Person and family-centred care provided for a person with an active, progressive, advanced disease, who has little or no prospect of cure, who is expected to die, and for whom the primary goal is to optimise the quality of life. Palliative care is care that helps people live their life as fully and as comfortably as possible when living with a life-limiting or terminal illness. Palliative care identifies and treats symptoms which may be physical, emotional, spiritual or social.

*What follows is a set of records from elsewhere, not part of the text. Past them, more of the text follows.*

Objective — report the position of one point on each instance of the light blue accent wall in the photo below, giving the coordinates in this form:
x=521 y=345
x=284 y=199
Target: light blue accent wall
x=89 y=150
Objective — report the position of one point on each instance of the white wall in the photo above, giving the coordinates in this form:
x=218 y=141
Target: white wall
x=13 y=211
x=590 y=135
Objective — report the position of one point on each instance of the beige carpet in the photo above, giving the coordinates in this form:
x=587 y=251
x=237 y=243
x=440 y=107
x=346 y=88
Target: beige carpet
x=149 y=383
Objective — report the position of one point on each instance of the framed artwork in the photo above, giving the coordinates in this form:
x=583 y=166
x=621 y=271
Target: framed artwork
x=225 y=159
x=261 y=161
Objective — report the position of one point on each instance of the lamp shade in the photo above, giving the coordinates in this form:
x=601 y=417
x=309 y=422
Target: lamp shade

Palliative care is an approach that improves the quality of life of older people and their carers and families who are facing the problems associated with life-limiting illness, through the prevention and relief of suffering by means of early identification and correct assessment and treatment of pain and other problems, whether physical, psychosocial or spiritual (National Palliative Care Strategy, 2018). [1,2]

Person centred care

An approach to the planning, delivery and evaluation of care that is founded on partnerships between providers and the older person. Person-centred care is respectful of, and responsive to, the preferences, needs and values of the older person. To achieve person-centred care, providers and workers need to:

  • work in partnership with older people
  • recognise that every person is unique and value the person’s voice, including the knowledge they bring about their care needs
  • enable the experiences and expertise of older people to help shape decisions about care at the level of the organisation, service and individual. [1,2]

Quality of life

An older person’s perception of their position in life taking into consideration their environment and their goals, expectations, standards, and concerns. It includes their emotional, physical, material, and social wellbeing. [1,2]

Shared decision making

Shared decision making involves discussion and collaboration between an older person and their health or aged care provider. It is about bringing together the older person’s values, goals and preferences with the best available evidence about benefits, risks and uncertainties of treatment, in order to reach the most appropriate care decisions for that person. (NSQHS Standards). [2]

Spiritual care

Spiritual care involves caring for the whole person holistically incorporating the needs of mind, body and spirit. This holistic approach can enhance spiritual wellbeing and improve health and quality of life. Spiritual care recognises and responds to a person’s spiritual needs by supporting them to find meaning, purpose, hope and transcend loss, grief, disability, illness and pain (Meaningful Ageing Australia). [2]

Substitute decision maker

A person appointed or identified by law to make health, medical, residential and other personal (but not financial or legal) decisions on behalf of an older person whose decision-making capacity is impaired. A substitute decision-maker may be appointed by the older person, appointed for (on behalf of) the person, or identified as the default decision-maker by legislation, which varies by state and territory (NSQPCH Standards). [1,2]

Supported decision-making

Supported decision-making is a framework within which a person with impaired cognitive function or decision-making capacity can be assisted to make safe, informed decisions. It is based on the premise that everyone has the right to make their own decisions and to receive whatever support they require to do so. [2]

Transitions of care

Situations when all or part of an older person’s care is transferred between locations, organisations, providers, or levels of care within the same location, or as the older person’s condition and care needs change (NSQHS Standards, 2nd ed.). [1,2]


Page updated 30 October 2024

 

  • References

  1. Department of Health and Aged Care. Strengthened Aged Care Quality Standards: Final draft. Canberra: DoHAC; 2023 Nov.
  2. Aged Care Quality and Safety Commission. Draft Glossary of terms: Guidance material for the strengthened Aged Care Quality Standards for review and discussion. Canberra: ACQSC; 2024 Jan.